Al podcast "El camino de Mario" l'attaccante ha raccontato alcuni retroscena inediti della sua carriera. Sul fronte sentimentale, sembra essere tornato definitivamente il sereno con Alice Campello

Vorrebbe rimanere al Como, forte di un accordo scritto, seppur consapevole di non aver disputato una stagione brillante; ha lasciato il Real Madrid per la Juventus, perché aveva la necessità di cambiare aria e quando è arrivato al Milan era sotto effetto di farmaci.

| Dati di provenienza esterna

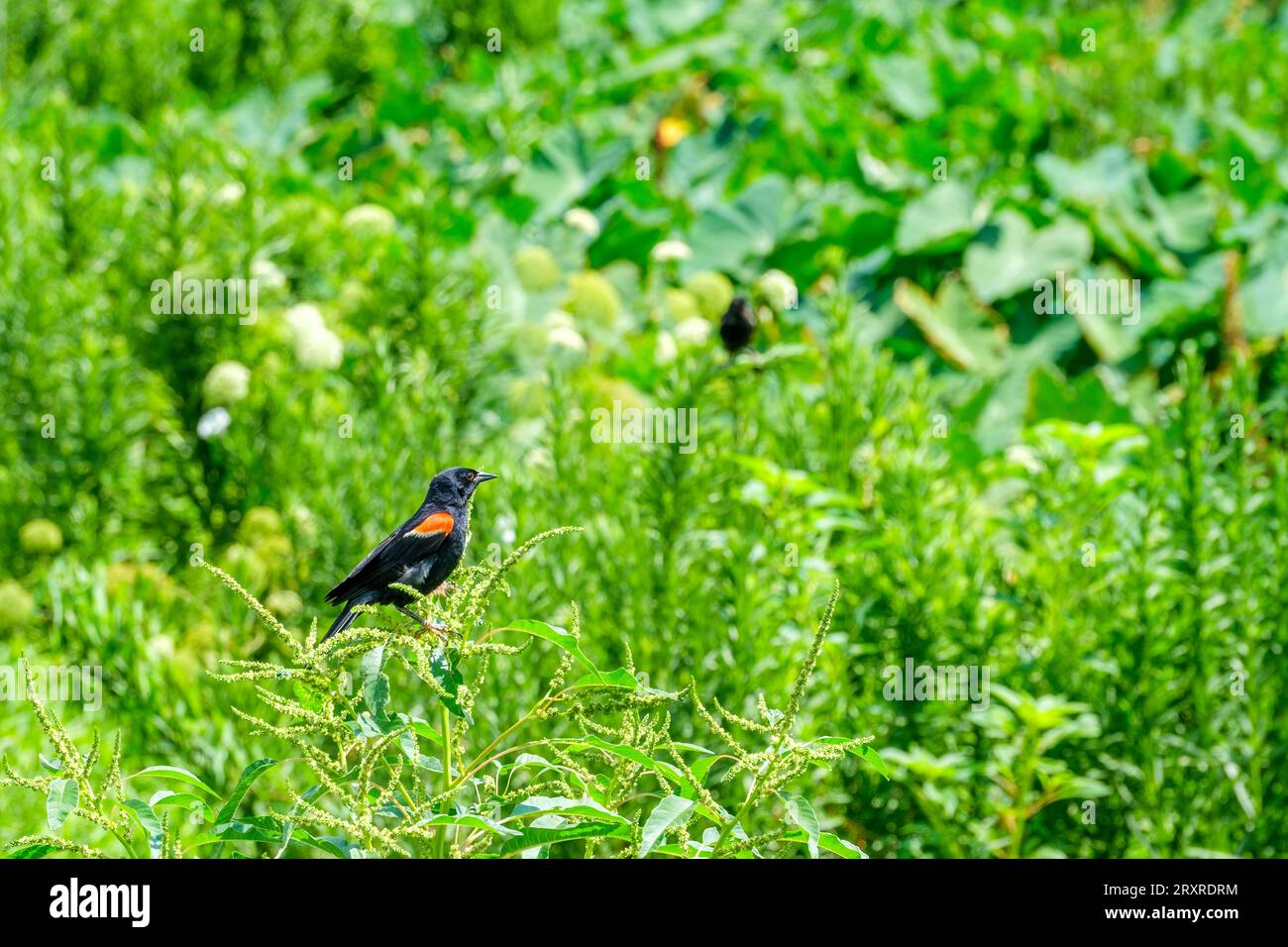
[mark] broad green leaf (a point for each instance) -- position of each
(729, 234)
(472, 821)
(149, 822)
(450, 678)
(249, 775)
(548, 836)
(540, 805)
(666, 814)
(565, 167)
(185, 800)
(176, 775)
(802, 813)
(555, 635)
(957, 326)
(828, 843)
(375, 684)
(63, 796)
(1013, 256)
(907, 84)
(943, 218)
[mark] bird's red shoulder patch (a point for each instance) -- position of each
(436, 522)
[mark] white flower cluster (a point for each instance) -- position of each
(316, 346)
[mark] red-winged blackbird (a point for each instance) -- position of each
(737, 325)
(420, 553)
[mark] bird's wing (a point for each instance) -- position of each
(410, 543)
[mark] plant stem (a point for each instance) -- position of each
(447, 772)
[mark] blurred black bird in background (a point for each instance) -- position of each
(737, 325)
(420, 553)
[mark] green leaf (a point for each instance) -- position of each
(63, 796)
(666, 814)
(540, 805)
(802, 813)
(533, 835)
(565, 167)
(828, 843)
(1019, 254)
(472, 821)
(943, 218)
(249, 775)
(375, 684)
(871, 757)
(449, 678)
(176, 775)
(555, 635)
(149, 822)
(187, 800)
(730, 234)
(907, 84)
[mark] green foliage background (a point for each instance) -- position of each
(1137, 702)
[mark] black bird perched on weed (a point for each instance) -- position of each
(420, 553)
(737, 325)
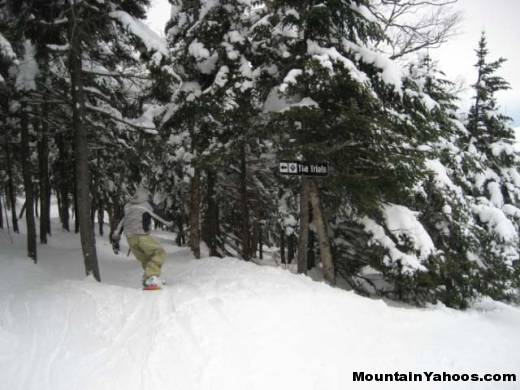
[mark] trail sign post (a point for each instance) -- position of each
(304, 168)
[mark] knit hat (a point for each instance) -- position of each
(141, 195)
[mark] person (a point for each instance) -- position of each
(138, 214)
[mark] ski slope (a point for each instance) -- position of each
(225, 324)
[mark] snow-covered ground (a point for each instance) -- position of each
(225, 324)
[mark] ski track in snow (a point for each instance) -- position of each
(225, 324)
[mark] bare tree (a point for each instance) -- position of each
(414, 25)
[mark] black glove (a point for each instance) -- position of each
(115, 246)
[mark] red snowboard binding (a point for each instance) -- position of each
(152, 283)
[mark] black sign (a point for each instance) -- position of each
(304, 168)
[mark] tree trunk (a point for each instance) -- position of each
(22, 210)
(179, 220)
(245, 227)
(260, 242)
(88, 240)
(282, 245)
(321, 227)
(211, 222)
(1, 214)
(75, 198)
(195, 214)
(63, 183)
(101, 219)
(311, 256)
(10, 186)
(43, 163)
(28, 184)
(304, 227)
(290, 248)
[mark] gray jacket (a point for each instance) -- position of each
(137, 220)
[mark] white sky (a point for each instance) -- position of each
(500, 20)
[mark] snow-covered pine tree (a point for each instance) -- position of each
(495, 180)
(211, 124)
(91, 66)
(338, 101)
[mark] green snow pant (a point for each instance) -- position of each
(148, 252)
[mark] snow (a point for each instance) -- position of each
(206, 62)
(150, 39)
(410, 263)
(327, 56)
(6, 50)
(403, 222)
(392, 73)
(290, 78)
(504, 147)
(496, 221)
(442, 179)
(224, 324)
(27, 69)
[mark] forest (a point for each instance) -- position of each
(421, 203)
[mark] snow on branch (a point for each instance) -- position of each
(27, 69)
(150, 39)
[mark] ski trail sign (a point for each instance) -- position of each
(304, 168)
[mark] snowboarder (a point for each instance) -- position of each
(136, 222)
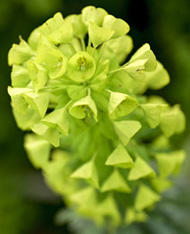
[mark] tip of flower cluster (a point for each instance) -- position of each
(86, 104)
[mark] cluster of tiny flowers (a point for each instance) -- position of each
(101, 143)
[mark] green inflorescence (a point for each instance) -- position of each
(101, 143)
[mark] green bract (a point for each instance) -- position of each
(101, 143)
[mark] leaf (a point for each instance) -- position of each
(79, 28)
(118, 25)
(157, 79)
(170, 163)
(121, 104)
(108, 208)
(56, 172)
(58, 119)
(76, 92)
(51, 56)
(50, 134)
(152, 113)
(181, 120)
(145, 53)
(94, 15)
(81, 67)
(83, 108)
(172, 121)
(160, 185)
(18, 102)
(18, 54)
(132, 215)
(117, 48)
(120, 158)
(126, 129)
(145, 198)
(116, 182)
(136, 69)
(38, 101)
(19, 76)
(28, 119)
(87, 194)
(64, 34)
(57, 30)
(99, 35)
(88, 172)
(38, 74)
(140, 170)
(99, 80)
(38, 150)
(34, 38)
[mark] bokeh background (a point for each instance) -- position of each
(27, 206)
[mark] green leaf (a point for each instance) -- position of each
(88, 172)
(172, 121)
(38, 150)
(181, 121)
(56, 172)
(83, 108)
(118, 25)
(54, 60)
(28, 119)
(108, 208)
(18, 102)
(121, 104)
(99, 80)
(132, 215)
(76, 92)
(18, 54)
(140, 170)
(145, 53)
(145, 198)
(152, 113)
(170, 163)
(126, 129)
(58, 119)
(57, 30)
(38, 101)
(136, 69)
(34, 38)
(19, 76)
(88, 195)
(157, 79)
(79, 28)
(120, 158)
(118, 48)
(50, 134)
(160, 185)
(116, 182)
(81, 67)
(38, 74)
(99, 35)
(92, 14)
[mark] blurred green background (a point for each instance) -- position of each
(27, 206)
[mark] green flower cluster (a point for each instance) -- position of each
(100, 142)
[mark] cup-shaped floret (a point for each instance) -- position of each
(81, 67)
(84, 107)
(121, 104)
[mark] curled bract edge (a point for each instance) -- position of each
(94, 132)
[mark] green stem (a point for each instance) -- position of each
(83, 44)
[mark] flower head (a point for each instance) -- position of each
(86, 106)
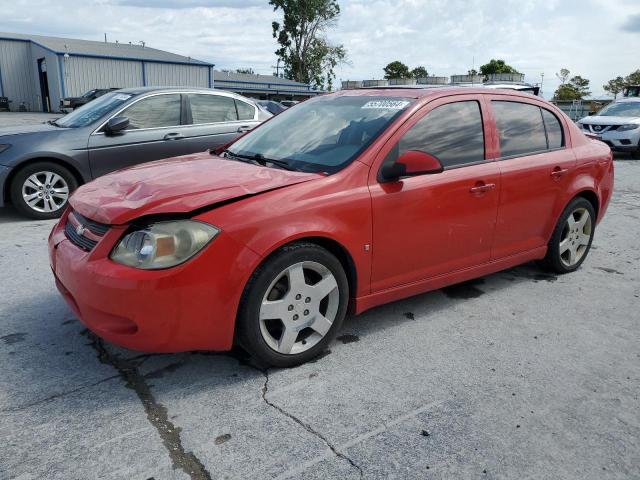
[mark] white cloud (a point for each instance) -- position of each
(595, 39)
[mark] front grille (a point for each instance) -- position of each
(602, 128)
(83, 232)
(79, 240)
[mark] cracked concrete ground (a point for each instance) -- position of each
(517, 375)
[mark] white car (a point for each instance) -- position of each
(617, 124)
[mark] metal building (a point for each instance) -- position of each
(36, 72)
(263, 86)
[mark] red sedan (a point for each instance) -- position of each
(342, 203)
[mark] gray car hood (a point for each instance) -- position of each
(26, 129)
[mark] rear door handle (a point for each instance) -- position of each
(173, 136)
(559, 172)
(481, 187)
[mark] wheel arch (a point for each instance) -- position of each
(334, 247)
(15, 170)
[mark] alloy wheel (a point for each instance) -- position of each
(576, 236)
(299, 307)
(45, 191)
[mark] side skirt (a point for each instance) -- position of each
(366, 302)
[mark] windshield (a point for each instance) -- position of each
(92, 111)
(323, 134)
(621, 109)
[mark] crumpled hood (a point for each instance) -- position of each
(176, 185)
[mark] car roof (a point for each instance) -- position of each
(422, 91)
(139, 90)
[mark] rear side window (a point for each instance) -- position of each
(555, 137)
(245, 111)
(154, 112)
(453, 133)
(520, 128)
(212, 108)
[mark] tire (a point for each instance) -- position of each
(571, 239)
(282, 326)
(52, 184)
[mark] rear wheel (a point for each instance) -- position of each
(293, 305)
(572, 237)
(41, 190)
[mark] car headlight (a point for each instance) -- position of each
(163, 244)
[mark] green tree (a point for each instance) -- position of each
(575, 89)
(614, 86)
(633, 78)
(563, 75)
(419, 72)
(396, 69)
(307, 55)
(496, 66)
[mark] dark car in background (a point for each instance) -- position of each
(41, 165)
(71, 103)
(272, 106)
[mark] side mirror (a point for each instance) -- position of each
(115, 125)
(410, 164)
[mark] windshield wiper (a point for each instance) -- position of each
(262, 160)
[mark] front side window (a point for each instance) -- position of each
(93, 111)
(555, 136)
(453, 133)
(245, 111)
(520, 128)
(154, 112)
(212, 108)
(323, 134)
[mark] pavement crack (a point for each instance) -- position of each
(156, 412)
(306, 426)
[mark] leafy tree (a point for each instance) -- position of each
(614, 86)
(563, 75)
(419, 72)
(307, 55)
(496, 66)
(633, 78)
(575, 89)
(397, 69)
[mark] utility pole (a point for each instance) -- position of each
(277, 67)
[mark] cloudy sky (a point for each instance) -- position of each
(598, 39)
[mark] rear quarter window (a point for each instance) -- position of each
(520, 128)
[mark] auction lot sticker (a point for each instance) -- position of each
(386, 104)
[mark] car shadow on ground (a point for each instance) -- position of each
(65, 336)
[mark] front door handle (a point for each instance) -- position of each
(173, 136)
(481, 187)
(558, 172)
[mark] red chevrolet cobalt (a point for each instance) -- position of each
(342, 203)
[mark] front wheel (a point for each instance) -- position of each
(293, 305)
(572, 237)
(41, 190)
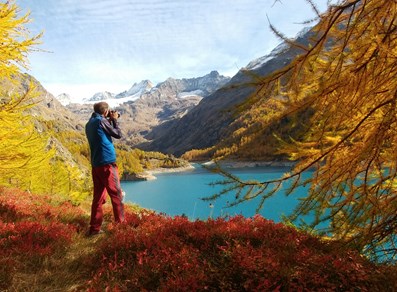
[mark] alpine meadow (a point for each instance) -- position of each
(331, 110)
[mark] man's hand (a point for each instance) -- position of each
(114, 115)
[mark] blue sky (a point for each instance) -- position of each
(98, 45)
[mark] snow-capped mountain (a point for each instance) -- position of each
(136, 90)
(145, 106)
(99, 96)
(64, 99)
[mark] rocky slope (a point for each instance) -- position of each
(210, 121)
(145, 106)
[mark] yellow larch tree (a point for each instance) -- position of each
(23, 151)
(345, 85)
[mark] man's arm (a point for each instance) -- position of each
(111, 128)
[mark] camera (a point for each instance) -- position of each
(111, 112)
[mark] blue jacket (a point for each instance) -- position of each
(99, 133)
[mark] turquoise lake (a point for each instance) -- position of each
(180, 194)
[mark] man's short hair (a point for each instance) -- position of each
(101, 107)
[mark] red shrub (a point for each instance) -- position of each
(156, 252)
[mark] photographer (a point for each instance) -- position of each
(100, 129)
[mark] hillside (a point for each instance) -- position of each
(43, 248)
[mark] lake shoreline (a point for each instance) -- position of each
(227, 164)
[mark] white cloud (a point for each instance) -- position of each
(102, 42)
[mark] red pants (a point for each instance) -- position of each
(106, 180)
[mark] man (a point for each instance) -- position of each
(100, 129)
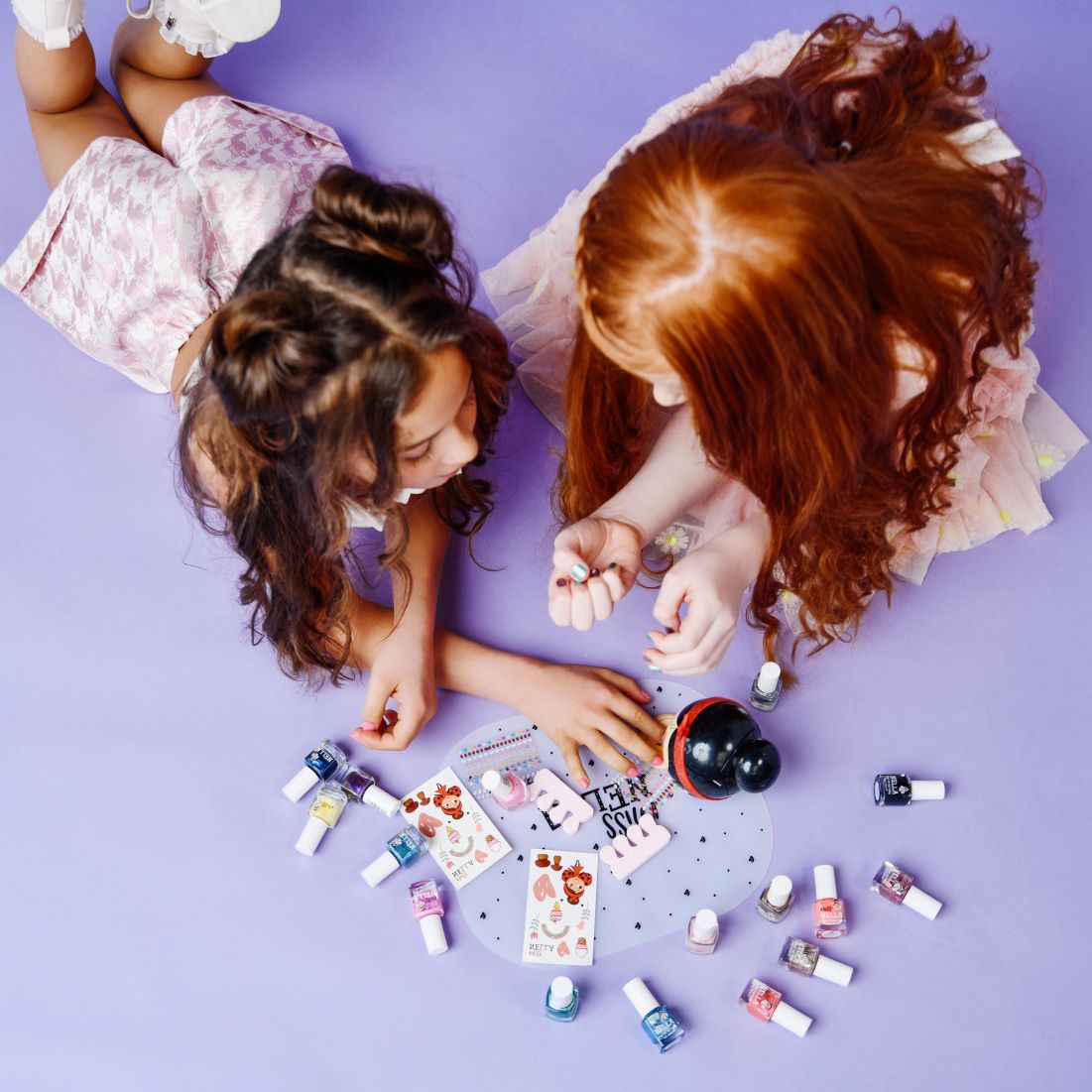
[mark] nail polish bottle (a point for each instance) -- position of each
(898, 789)
(765, 1003)
(428, 910)
(323, 814)
(325, 763)
(828, 910)
(898, 887)
(766, 689)
(657, 1020)
(775, 901)
(401, 852)
(801, 957)
(562, 999)
(702, 932)
(507, 789)
(361, 788)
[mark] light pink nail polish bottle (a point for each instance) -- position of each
(507, 789)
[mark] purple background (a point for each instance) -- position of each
(160, 931)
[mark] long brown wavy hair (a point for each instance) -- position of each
(308, 366)
(775, 248)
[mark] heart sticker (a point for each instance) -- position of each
(544, 888)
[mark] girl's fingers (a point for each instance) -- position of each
(571, 755)
(598, 746)
(602, 603)
(583, 615)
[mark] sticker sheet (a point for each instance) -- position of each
(559, 923)
(461, 838)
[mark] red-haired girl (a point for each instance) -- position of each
(314, 326)
(792, 315)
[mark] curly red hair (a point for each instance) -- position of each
(775, 249)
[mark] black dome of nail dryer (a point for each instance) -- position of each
(715, 750)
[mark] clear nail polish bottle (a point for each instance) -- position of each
(702, 932)
(897, 886)
(361, 788)
(660, 1026)
(898, 789)
(325, 810)
(562, 999)
(828, 910)
(507, 789)
(801, 957)
(324, 764)
(775, 901)
(766, 689)
(428, 910)
(765, 1003)
(401, 852)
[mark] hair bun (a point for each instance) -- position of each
(363, 213)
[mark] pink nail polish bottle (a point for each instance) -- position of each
(828, 910)
(507, 789)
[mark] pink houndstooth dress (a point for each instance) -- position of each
(134, 250)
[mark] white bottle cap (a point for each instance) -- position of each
(313, 831)
(824, 883)
(301, 785)
(704, 923)
(781, 888)
(380, 868)
(790, 1019)
(926, 789)
(382, 800)
(560, 992)
(925, 905)
(431, 929)
(832, 970)
(640, 997)
(768, 676)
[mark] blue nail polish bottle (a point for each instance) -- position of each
(402, 851)
(325, 763)
(562, 999)
(657, 1019)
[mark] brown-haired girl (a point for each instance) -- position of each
(314, 326)
(797, 309)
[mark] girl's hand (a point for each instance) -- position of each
(609, 550)
(594, 707)
(711, 581)
(403, 669)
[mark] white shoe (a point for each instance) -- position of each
(211, 28)
(55, 23)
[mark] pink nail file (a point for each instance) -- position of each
(639, 844)
(564, 808)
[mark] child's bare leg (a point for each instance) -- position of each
(154, 76)
(65, 105)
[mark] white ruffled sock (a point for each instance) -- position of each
(55, 23)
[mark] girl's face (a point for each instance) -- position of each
(667, 389)
(435, 432)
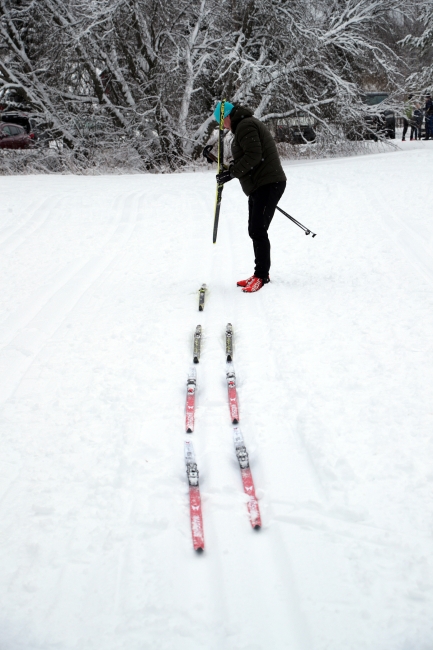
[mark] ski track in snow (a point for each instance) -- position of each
(333, 359)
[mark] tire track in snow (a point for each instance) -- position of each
(255, 330)
(31, 225)
(25, 314)
(274, 617)
(52, 307)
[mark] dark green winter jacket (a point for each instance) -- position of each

È un Alvaro Morata senza filtri quello che si è raccontato a Mario Suarez per il podcast “El camino de Mario” e proprio l’aneddoto sui rossoneri è quello destinato a fare più rumore. «Quando arrivai per la presentazione al Milan prendevo dei farmaci - ha rivelato infatti l’attaccante - e nella mia testa non riuscivo a realizzare nulla di tutto quello che stava accadendo. Una situazione surreale, considerando il blasone della squadra. Andai via dall'Atletico Madrid quando mi resi conto di aver perso la testa dopo una partita di Champions League contro il Borussia Dortmund. Sono caduto in depressione. Koke, Iniesta e gli altri mi hanno aiutato, in un mese sono passato dall’essere nella m***a più assoluta come persona a vincere l’Europeo».